The demigod shook his head, dejectedly. "None whatsoever. Rumours and speculation, that's all we have. It's driving people crazy. It's driving ME crazy."

"I think I know how you feel," said Iolaus, feelingly. Then, "So what are we gonna do, Herc?"

"Do?"

"Yeah - 'do' - as in, how can we remedy this situation?"

"There's nothing much we CAN do."

The warrior stared at him in open-mouthed amazement. "I can't believe I'm hearing this," he said, in a stunned voice. "Hercules, hero of the people, doesn't know what to do to bring his best friend back! Herc ...!"

"It's breaking my heart to have you gone, Iolaus," Hercules told him in a voice filled with anguish. "I lay beside your body for three days, praying to any gods who would listen to bring you back. I refused to let them take your body away from me and I turned away from the human race because I needed you so much."

Iolaus smiled shyly. "You did?" Then, more sternly as he digested the last part of Hercules' admission, 'You DID??"

"Yeah - I did. You mean everything to me, my friend. I don't know what to do without you."

"Then why can't we bring me back?"

"Because we're fighting against something bigger than the Gods of Greece, something bigger than the Gods of Sumaria, something bigger even than Dahak."

Iolaus' eyes widened. "Wow," he breathed. "What is it?"

"T.P.T.B," said Hercules. His voice was filled with awe.

Iolaus just looked even more puzzled than before. "T.P.T.B.?" he echoed. "What's T.P.T.B.?"

"I don't know," admitted Hercules, "but they're apparently very powerful and they can do absolutely anything to you, to me, even to the Gods."

"And we can't do anything to stop them?"

"We could go on strike."

"What's that?"

"Stop working - sit there and refuse to do anything - till they relent and bring you back."

"I thought you'd already done that?" asked Iolaus. "When you refused to help mankind after I ... um ... died."

Hercules smiled ruefully. "Oh - right, yeah," he said.

"So what else can we do?"

The demigod shook his head. "I don't know, Iolaus," he replied. "But I'm not leaving you here for good. I'll do something - anything to get you back."

"And if you can't?"

"Then I'll join you."

"What - here? In - wherever this is?" Iolaus shook his head. "No, Herc, you can't do that. I won't let you. You have to go to the Elysian Fields, be with your family."

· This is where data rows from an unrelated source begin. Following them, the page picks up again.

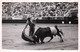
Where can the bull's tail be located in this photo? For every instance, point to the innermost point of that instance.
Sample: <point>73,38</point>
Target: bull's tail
<point>60,31</point>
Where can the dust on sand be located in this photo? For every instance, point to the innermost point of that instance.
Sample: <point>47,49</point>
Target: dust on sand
<point>11,38</point>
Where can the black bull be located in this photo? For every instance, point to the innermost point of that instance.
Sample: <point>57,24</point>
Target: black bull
<point>41,33</point>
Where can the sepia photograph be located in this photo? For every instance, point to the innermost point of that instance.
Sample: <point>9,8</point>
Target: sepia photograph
<point>40,25</point>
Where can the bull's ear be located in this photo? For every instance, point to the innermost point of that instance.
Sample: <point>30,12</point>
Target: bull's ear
<point>60,29</point>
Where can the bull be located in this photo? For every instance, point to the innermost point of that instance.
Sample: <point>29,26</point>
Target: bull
<point>42,33</point>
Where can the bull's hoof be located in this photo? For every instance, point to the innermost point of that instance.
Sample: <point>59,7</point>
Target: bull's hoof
<point>42,42</point>
<point>34,42</point>
<point>61,41</point>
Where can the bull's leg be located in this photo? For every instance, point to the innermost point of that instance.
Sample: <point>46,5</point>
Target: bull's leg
<point>51,38</point>
<point>42,40</point>
<point>61,39</point>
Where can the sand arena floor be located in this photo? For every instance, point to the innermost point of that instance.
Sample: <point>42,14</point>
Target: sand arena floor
<point>11,38</point>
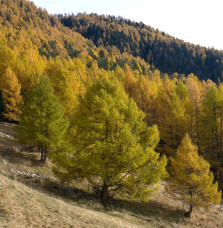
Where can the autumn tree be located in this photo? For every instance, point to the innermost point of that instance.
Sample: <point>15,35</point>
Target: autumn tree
<point>42,121</point>
<point>10,90</point>
<point>191,180</point>
<point>114,148</point>
<point>64,83</point>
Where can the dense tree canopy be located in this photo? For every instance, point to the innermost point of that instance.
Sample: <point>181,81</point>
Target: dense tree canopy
<point>159,49</point>
<point>42,122</point>
<point>191,180</point>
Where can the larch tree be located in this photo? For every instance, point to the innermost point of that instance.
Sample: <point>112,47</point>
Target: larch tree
<point>10,91</point>
<point>42,121</point>
<point>114,148</point>
<point>190,178</point>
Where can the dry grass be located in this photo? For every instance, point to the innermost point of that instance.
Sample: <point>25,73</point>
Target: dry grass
<point>26,202</point>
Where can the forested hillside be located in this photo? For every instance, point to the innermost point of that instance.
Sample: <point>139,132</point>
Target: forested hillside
<point>165,52</point>
<point>103,116</point>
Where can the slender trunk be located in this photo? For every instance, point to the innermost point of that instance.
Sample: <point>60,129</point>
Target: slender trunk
<point>188,213</point>
<point>104,193</point>
<point>42,155</point>
<point>43,152</point>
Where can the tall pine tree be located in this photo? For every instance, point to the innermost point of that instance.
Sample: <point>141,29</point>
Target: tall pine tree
<point>10,90</point>
<point>42,122</point>
<point>191,180</point>
<point>114,148</point>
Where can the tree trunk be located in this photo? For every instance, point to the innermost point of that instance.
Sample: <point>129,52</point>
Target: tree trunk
<point>104,193</point>
<point>188,213</point>
<point>43,152</point>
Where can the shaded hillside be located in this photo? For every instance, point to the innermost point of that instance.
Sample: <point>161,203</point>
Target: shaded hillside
<point>165,52</point>
<point>21,22</point>
<point>29,200</point>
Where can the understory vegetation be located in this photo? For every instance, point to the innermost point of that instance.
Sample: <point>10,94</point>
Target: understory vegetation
<point>102,117</point>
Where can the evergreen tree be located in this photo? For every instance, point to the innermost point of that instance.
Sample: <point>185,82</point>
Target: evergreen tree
<point>42,122</point>
<point>191,180</point>
<point>10,89</point>
<point>114,146</point>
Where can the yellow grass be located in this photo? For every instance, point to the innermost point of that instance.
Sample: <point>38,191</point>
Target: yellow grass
<point>27,202</point>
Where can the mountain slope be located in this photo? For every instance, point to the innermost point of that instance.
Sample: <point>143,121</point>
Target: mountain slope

Hercules smiled and approached his friend, slinging an arm across the broad shoulders and pulling him close. "Iolaus, I understand what you're saying and it would hurt me not to be able to see my mother, my wife and my children again - but, don't you know by now? YOU'RE my family. Wherever you are, that's where I'll be. It would hurt me more to leave you and never see YOU again. Besides, I'm not leaving you alone HERE. If I can't get you back, then I'm coming here to join you and together we'll find a way to get back to where we belong in the Elysian Fields. After all, we'll have eternity and we'll be together. We can do anything together. You know what a formidable team we are."

Iolaus smiled up at his companion. "This is true," he said. "And I'll bet we beat the odds again, Herc. After all, we're unbeatable, right?"

"Monsters'r'us," Hercules reminded him, gently.

"Right."

"And it won't come to that," the demigod went on. There was renewed determination in his face as he squeezed the hunter's shoulders, enjoying for the moment the living warmth of his best friend's passion for life.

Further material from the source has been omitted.